If I were a Senator, I really don't know how I would vote on confirming Harriet Miers to the Supreme Court. Many people (such as KipEsquire) reject her nomination as patently unqualified for the job. No one disputes that she has no judicial experience, but then neither did Rehnquist, Warren, Frankfurter, or even John Marshall, among other notable Supreme Court justices. Worse, it seems that she has no particular experience, expertise, or even demonstrable interest in constitutional law. An interest would be demonstrated by forming (G-d forbid) an opinion, of which she apparently has none. The kabuki theatre of the confirmation hearings, in which Senators ask questions and the nominee evades answering, will provide no enlightenment, with the "I can't discuss matters that would violate my attorney-client privilege with the President" evasion available to this particular nominee to supplement the all-purpose "I'm not at liberty to pre-judge any matter than might come before the court" evasion. (Can you imagine someone at a job interview for a software engineering position, when asked how they would approach a hypothetical design problem, saying "It would be unethical for me to answer that, as I wouldn't want to prejudice any future tasks I might work on." Thank you for your time. . . NEXT!)

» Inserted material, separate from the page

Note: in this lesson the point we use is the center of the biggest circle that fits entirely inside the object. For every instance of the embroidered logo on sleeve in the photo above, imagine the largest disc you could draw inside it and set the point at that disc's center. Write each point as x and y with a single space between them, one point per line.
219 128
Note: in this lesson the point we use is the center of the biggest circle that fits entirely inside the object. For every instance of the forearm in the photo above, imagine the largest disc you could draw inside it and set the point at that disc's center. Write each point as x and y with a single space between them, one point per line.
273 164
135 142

Strangely, the only attributes being put forward by her Advocate-in-Chief are these: (1) he (alone, apparently) knows her heart, (2) she's a good person, and (3) she's an evangelical Christian. While these may be commendable character attributes, they are Supremely irrelevant. The obvious word for this situation is "cronyism". (Attribute #1, after all, is simply a nice way of saying "she's my crony.") As KipEsquire and Andrew Sullivan among others have pointed out, the Founding Fathers had a word or two to say about this in Federalist No. 76, in which Hamilton wrote that the primary purpose of requiring Senate confirmation was to act as a "check upon a spirit of favoritism in the President" to prevent him from nominating "candidates who had no other merit than that of coming from the same State to which he particularly belonged, or of being in one way other personally allied to him…" One can only be amazed at the prescience of Hamilton, who looked into the future and clearly saw Harriet Miers. Thus, considering only principle, a Senator ought to reject such a nominee.

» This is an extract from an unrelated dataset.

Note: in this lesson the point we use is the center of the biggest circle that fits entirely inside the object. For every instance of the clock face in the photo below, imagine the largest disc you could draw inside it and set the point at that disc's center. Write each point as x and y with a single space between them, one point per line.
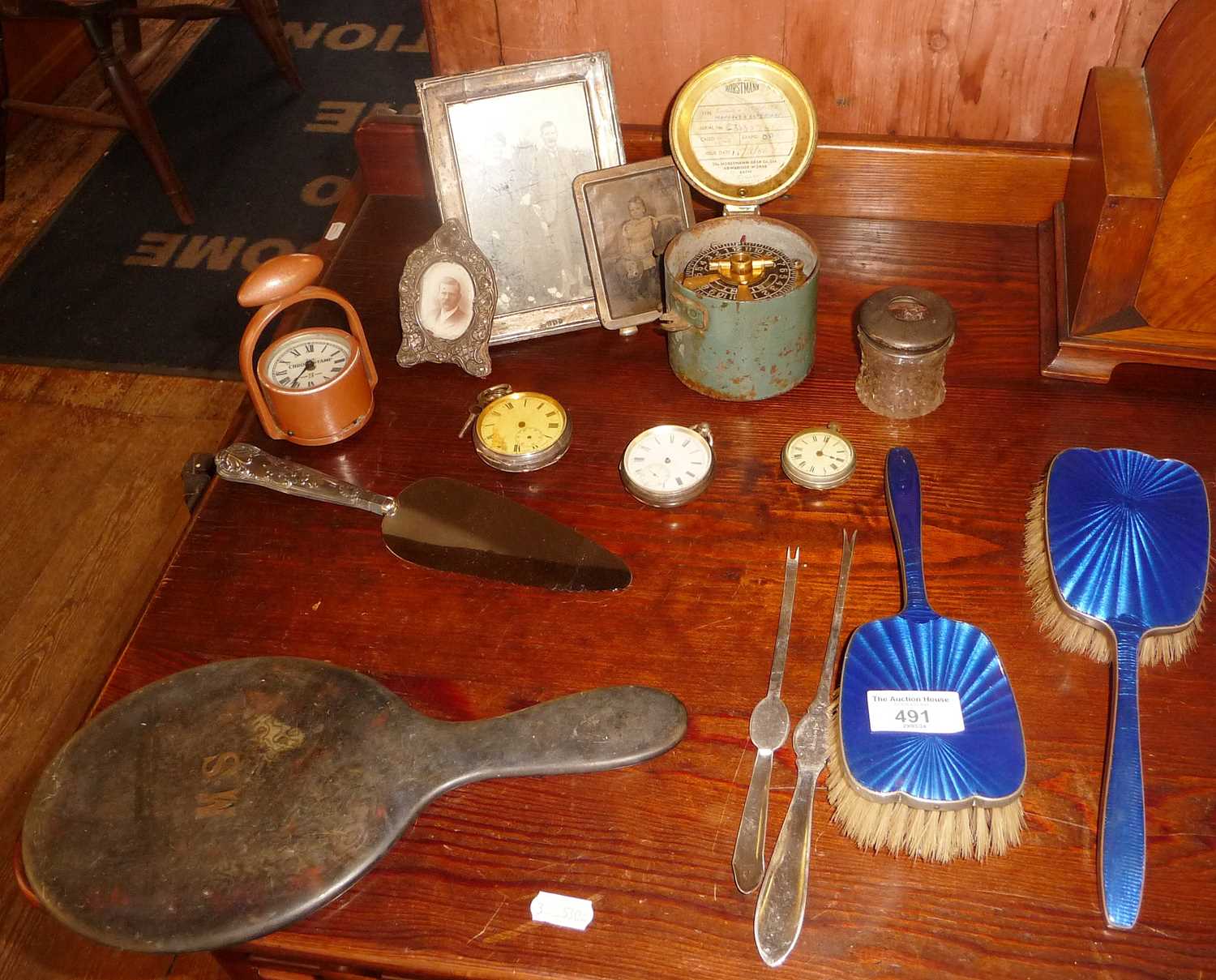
668 461
308 359
819 459
520 423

But should a Senator consider only principle, when there are politics at play? It's credible to assert, as Andrew Sullivan has, that this nominee is probably the best we can hope to expect from this President, and that if she is not confirmed, what follows could be much worse. The blank (or rather, hidden) philosophy and likely mediocrity of a Justice Miers may well be preferable to a technically superior fire-breathing ideologue like so many right-wingers were hoping for. Tactically, while a Democratic filibuster of this candidate might conceivably carry (given the discord on the other side of the aisle), that would make it politically near-impossible to filibuster the next candidate, and that one could be much more deserving of a filibuster. Strategically, this nomination has opened up a huge wedge in the President's base, and the opposition party would be foolish not to drive the wedge by confirming her. (Senator Reid clearly gets this.)
What a conundrum for the Senators, and what a sorry state of affairs.